DATAWorks Speakers and Abstracts
Andrew Cooper
Graduate Student, Virginia Tech
“Robust Wrapped Gaussian Process Inference for Noisy Angular Data”
Session Materials Website: Link
Speaker Bio:
Andrew Cooper is a Ph.D. candidate in Virginia Tech’s Department of Statistics. He received his bachelors and masters degrees in Statistical Science from Duke University. His research areas include computer experiments and surrogate modeling, as well as Bayesian methodology.
Abstract:
Angular data are commonly encountered in settings with a directional or orientational component. Regressing an angular response on real-valued features requires either intrinsically capturing the circular manifold the data lie on, or using an appropriate extrinsic transformation. A popular example of the latter is the technique of distributional wrapping, in which functions are “wrapped” around the unit circle via a modulo-2 transformation. This approach enables flexible, non-linear models like Gaussian processes (GPs) to properly account for circular structure.
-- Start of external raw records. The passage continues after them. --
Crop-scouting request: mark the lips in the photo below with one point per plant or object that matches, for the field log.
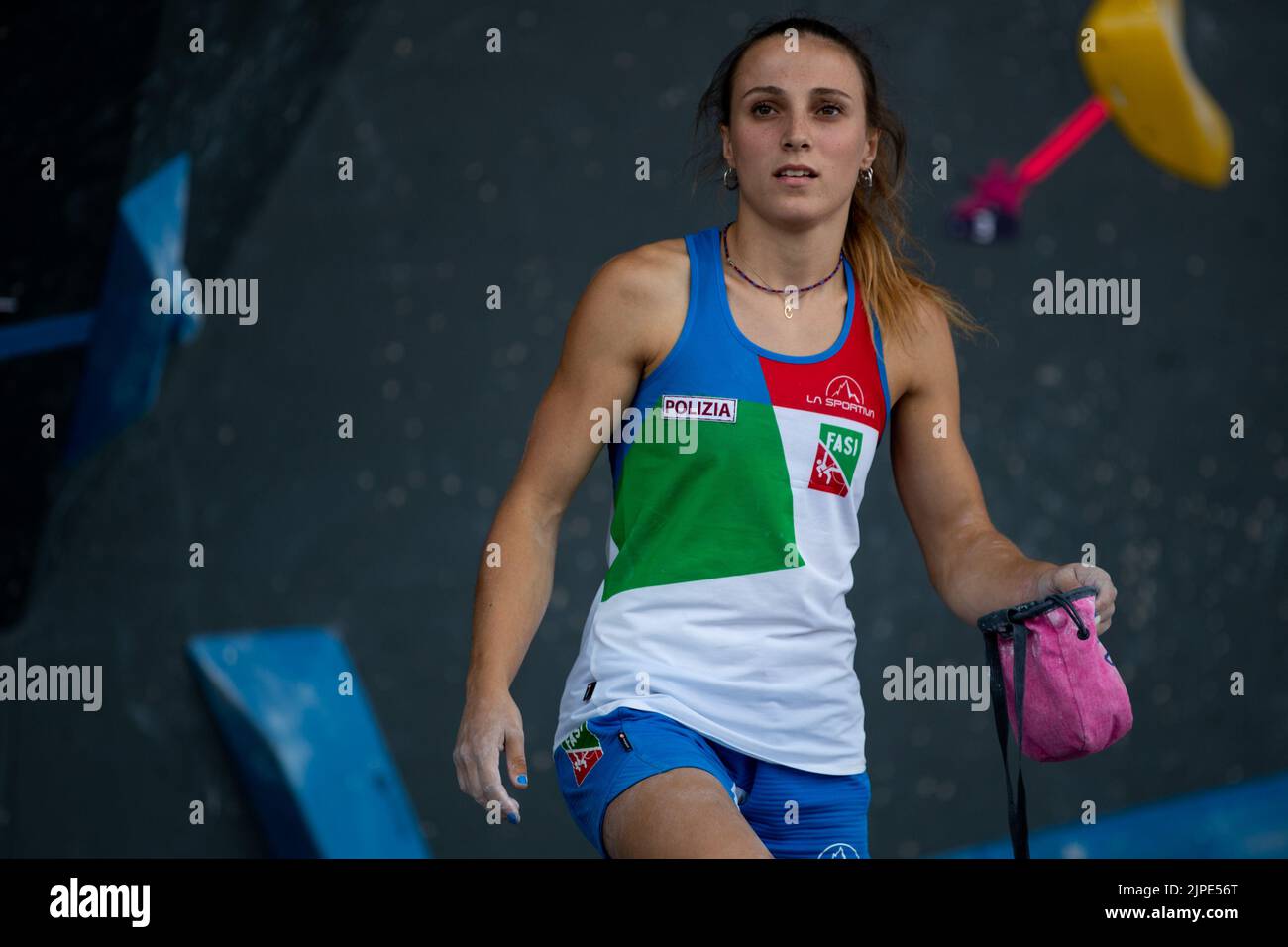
(805, 169)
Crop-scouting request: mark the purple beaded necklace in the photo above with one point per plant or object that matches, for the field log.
(787, 312)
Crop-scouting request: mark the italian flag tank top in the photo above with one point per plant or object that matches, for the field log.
(730, 540)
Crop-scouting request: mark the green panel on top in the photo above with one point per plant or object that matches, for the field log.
(724, 509)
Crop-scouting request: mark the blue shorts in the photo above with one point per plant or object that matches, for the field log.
(794, 812)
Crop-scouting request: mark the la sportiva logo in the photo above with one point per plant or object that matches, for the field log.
(584, 751)
(844, 393)
(835, 459)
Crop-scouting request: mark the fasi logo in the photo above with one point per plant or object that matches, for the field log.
(835, 459)
(584, 751)
(844, 393)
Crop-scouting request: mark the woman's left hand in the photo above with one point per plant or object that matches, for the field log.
(1076, 575)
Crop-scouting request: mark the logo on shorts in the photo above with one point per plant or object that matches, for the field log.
(835, 459)
(584, 751)
(838, 849)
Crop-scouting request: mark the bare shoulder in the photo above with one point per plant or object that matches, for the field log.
(923, 352)
(647, 291)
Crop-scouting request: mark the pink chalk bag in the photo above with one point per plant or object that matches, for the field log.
(1063, 694)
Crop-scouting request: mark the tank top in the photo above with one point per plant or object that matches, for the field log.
(729, 557)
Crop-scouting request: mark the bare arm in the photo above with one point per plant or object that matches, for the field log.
(605, 348)
(973, 566)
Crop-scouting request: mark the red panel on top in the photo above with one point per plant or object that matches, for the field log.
(848, 384)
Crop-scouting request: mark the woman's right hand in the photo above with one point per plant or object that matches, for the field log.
(490, 724)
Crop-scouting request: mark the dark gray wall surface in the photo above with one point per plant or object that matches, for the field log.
(518, 170)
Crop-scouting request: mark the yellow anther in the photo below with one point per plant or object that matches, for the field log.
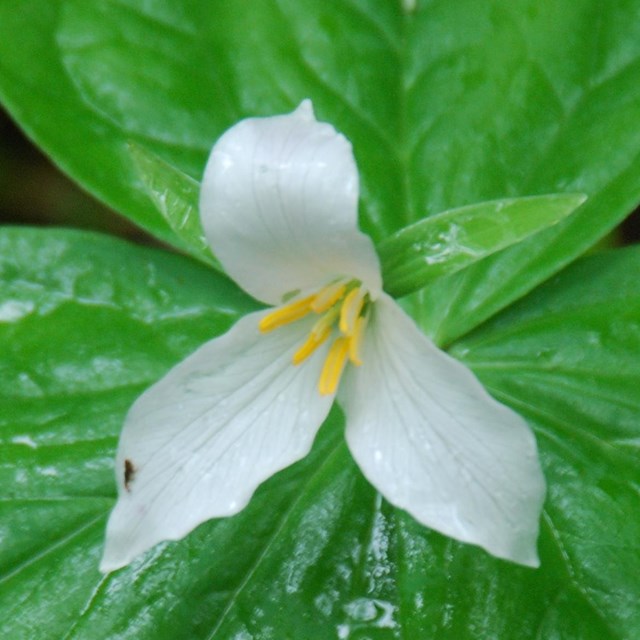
(326, 322)
(328, 296)
(333, 366)
(313, 342)
(355, 342)
(350, 311)
(285, 315)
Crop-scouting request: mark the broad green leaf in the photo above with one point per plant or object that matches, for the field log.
(446, 105)
(566, 357)
(89, 322)
(175, 195)
(449, 241)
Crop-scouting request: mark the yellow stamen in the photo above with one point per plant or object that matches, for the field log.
(328, 296)
(355, 342)
(333, 366)
(351, 308)
(285, 315)
(326, 321)
(313, 342)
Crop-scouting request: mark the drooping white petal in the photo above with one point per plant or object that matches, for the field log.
(279, 205)
(198, 443)
(428, 436)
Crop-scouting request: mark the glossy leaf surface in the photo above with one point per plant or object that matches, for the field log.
(315, 541)
(449, 241)
(446, 104)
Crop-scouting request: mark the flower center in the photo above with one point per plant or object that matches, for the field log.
(342, 307)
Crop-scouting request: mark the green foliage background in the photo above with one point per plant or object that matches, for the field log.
(448, 105)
While straightforward in theory, the need to infer the latent unwrapped distribution along with its wrapping behavior makes inference difficult in noisy response settings, as misspecification of one can severely hinder estimation of the other. We propose a novel Bayesian approach to wrapped GP (WGP) inference that more robustly estimates the latent unwrapped space in the presence of noise compared to existing implementations. Our work is motivated by the problem of localizing radio frequency identification (RFID) tags used for tracking nuclear materials. We showcase our model’s ability to capture the relationship between frequency and phase angle in order to accurately range assets in laboratory environments.